Each second countless amount of data is created by social media users on the internet, for instance, since 2013, the number of Tweets each minute has increased 58 % to more than 474000 Tweets per minute in 2019. Instagram users upload over 100 million photos and videos everyday. Due to this constant flow of data the internet turns out to be the best data source that can be encountered, thus being the object of numerous analysis that can be performed using artificial intelligence.
One of the most famous platforms used these days to share media content is YouTube. YouTube is the preferred way that people use to share content, on this platform it can be encounter videos about endless topics so each video can reach millions of people that can react in a variety of ways. The purpose of this post is truly worth it. since, we will learn how to use data analysis, machine learning, and data mining techniques to analyze videos on YouTube.

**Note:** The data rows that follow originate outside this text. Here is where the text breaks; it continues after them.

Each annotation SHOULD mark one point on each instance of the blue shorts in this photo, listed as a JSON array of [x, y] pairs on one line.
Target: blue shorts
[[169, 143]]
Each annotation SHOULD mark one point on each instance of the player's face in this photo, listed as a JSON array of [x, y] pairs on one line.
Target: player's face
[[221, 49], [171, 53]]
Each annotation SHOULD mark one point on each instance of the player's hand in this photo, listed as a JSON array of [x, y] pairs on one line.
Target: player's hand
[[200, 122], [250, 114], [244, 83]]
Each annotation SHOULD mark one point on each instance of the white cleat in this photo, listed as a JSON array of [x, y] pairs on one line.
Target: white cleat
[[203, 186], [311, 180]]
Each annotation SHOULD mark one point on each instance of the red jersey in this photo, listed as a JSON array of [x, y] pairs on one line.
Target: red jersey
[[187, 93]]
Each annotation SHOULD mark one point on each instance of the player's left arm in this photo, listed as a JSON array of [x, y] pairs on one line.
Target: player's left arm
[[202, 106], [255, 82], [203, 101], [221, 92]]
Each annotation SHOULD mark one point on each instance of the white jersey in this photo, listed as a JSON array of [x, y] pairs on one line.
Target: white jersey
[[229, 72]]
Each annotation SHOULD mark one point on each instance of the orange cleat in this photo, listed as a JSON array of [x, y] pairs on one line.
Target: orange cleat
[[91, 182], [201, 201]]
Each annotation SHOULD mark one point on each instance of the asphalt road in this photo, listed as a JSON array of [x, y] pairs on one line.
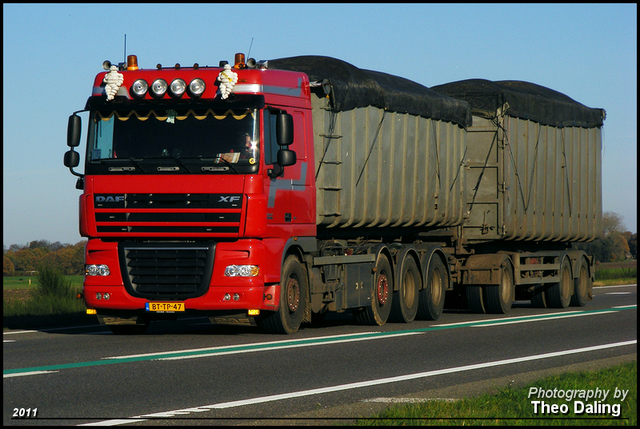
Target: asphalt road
[[194, 373]]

Knowing the inside of a website.
First things first. Before performing any analysis, we need to collect the data of interest. Performing analysis over websites can be a bit challenging since in these cases there is not a data set or formal database that can be used to perform such analysis. To perform these studies we need to extract the data directly from the website delving into the deepest parts of it, the process to navigate into the website is called web scraping.

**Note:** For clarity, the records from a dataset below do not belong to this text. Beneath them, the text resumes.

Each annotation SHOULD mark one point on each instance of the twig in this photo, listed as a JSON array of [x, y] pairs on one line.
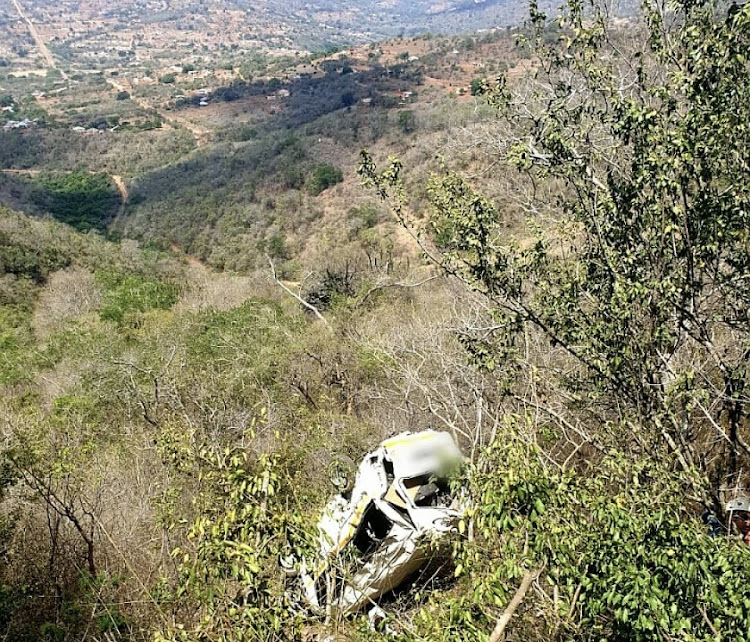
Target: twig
[[307, 305], [502, 622], [702, 610]]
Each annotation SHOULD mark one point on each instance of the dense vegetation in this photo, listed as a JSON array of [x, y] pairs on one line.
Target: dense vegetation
[[582, 331]]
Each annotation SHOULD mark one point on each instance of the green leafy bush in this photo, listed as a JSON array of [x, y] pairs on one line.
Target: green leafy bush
[[128, 296], [85, 201], [323, 177]]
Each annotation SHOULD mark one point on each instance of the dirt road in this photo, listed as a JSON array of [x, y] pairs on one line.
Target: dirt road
[[200, 134], [40, 44]]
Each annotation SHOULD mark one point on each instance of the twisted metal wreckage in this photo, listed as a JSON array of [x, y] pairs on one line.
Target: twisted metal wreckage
[[386, 528]]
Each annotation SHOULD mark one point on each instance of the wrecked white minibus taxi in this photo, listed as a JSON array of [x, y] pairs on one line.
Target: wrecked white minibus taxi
[[386, 528]]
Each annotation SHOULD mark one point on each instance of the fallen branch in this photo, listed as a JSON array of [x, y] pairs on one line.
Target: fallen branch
[[502, 622], [307, 305]]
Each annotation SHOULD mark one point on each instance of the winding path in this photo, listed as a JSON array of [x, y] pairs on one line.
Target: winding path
[[40, 44]]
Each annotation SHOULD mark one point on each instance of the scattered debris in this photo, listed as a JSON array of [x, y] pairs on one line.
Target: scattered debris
[[19, 124], [378, 534]]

A brief introduction to Selenium.
Selenium is a web scraping Python library that allows us to interact with websites and extract data from them using Python code. Selenium serves as an interface between Python and the website using a web browser like Firefox or Chrome as a web engine. Let’s see a simple example to get an idea about all the potential this library can unfold.
The website https://quotes.toscrape.com/ will be our target to explore the different methods we can use to extract data from this page. The page looks like this:
The goal is to obtain quotes from the website, to do that we need to understand what is behind this website, thus we should dive into the html code that structures every website on the internet. Using the developer tools that most browsers have, we can uncover the HTML and CSS code, said that, the inner structure of our website looks like this:
In the image above it is shown part of the HTML code within the website, it can be observed a kind of tree structure where each node is represented by a HTML tag. HTML tags are like keywords that define how the web browser will format and display the content. With the help of tags, a web browser can distinguish between HTML content and simple content.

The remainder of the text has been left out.